Besides which, I could just as easily turn round and say I don't think the passengers are real either. Not all of them anyway.
For instance, I may see a couple happily strolling across Clapham Common, possibly hand in hand. They're out for a walk: they're not real passengers.
Then suddenly they'll hear the friendly trundle of my engine and one of them will exclaim: 'Oooh look - a bus. Let's catch it]' (I don't actually hear them say this, but you get my meaning.) Next thing, they are racing as fast as they can towards the nearest bus-stop. And they seem to think that if they beat me to the post then I'll have to stop. Some of them actually touch the pole to prove they got there first.
But I'm afraid it's not quite as simple as that.
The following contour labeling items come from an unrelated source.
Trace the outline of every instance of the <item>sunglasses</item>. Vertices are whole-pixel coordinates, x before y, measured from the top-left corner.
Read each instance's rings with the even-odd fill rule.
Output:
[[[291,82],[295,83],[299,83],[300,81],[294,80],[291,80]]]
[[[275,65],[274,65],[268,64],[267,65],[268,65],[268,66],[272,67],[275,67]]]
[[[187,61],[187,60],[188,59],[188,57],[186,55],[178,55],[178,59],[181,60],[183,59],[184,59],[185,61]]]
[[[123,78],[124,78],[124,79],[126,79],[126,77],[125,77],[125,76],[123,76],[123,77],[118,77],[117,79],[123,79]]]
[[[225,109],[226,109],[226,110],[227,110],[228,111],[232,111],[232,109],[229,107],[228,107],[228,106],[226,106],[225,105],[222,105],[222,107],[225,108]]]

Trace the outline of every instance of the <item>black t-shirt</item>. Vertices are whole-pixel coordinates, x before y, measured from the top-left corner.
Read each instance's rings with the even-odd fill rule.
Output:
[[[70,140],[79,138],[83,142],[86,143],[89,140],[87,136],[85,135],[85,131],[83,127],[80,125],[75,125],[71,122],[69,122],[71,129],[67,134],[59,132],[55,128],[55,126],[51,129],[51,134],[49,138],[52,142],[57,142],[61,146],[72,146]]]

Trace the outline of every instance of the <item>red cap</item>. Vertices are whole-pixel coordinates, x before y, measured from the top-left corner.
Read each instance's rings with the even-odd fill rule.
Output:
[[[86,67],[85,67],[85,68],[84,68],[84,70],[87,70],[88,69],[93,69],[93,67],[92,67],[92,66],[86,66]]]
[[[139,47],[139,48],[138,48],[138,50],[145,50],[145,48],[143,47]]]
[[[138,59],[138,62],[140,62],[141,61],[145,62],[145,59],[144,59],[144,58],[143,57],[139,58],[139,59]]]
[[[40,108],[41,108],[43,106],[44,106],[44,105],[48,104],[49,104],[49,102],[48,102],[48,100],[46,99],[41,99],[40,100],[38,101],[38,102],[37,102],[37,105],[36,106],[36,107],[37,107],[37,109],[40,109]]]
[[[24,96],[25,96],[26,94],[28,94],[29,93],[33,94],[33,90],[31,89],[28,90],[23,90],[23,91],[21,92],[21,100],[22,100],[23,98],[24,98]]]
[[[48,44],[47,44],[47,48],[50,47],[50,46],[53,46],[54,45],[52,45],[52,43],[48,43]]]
As I've explained before: it all depends on how much time I've got. If they are real passengers they will understand this.
One morning I came up to a stop and next to it there was this hippie asleep on top of a wall. I thought 'I'm not stopping for him' and was just sneaking the bus past the stop when I realised it was my mate Tony on his way to work (he's a gardener). I had to stop and hoot the horn to wake him up.
When I saw him in the pub a couple of days later I told him I was the driver of the bus which woke him up. 'I thought it was a bit unusual for that to happen,' he said.
Then there are the people who aren't passengers at all, but tourists. The whole idea for them is to stop a big red London bus and speak to the driver.
(British people only do this if they are complaining). They usually ask if I can tell them the quickest way to go to the Tower of London and I say: 'Yes - commit treason.
American tourists are best as they usually address the bus-driver as 'Sir': 'Pardon me, sir, but
do you go to Harrods?', or 'May I take a photograph, sir?' Now all this is very handy if we happen to be running a couple of minutes early and have some time to get rid of.
I'm engaged in conversation over the bonnet of my bus and the people on board can see I'm being nice: a sort of roving ambassador.
My friend Bill goes one better. He has this huge map which he keeps in his jacket for just such occasions. He gets it out and opens it to point something out to the tourists.
With luck, the map will get all in a tangle and many hands will have to help to get it all folded up, and by that time he's running on schedule again.
My conductor, Stanley, is a bit impatient for this and sometimes hits the bell while I'm still talking. This leaves the bus in a kind of limbo while the passengers scurry up the side and scramble on so we can get going. Ironically, it is Stanley they thank.
Of course, it's different if Stanley wants to help some tourists. We have to wait ages while he gives directions from the platform, and all I can see in the mirror is this arm waving about at the back of the bus.
By the time he rings me off I'm in a grump and we usually have a row about it at the end of the run. Next time I'm talking to some tourists over the bonnet, Stanley appears at the glass and stares at them grimly.
No, the only real passengers are the ones who stand properly at stops to wait for the bus. They have the correct fare in their hand and they extend an arm as the bus approaches. No wonder they get angry when it goes straight past.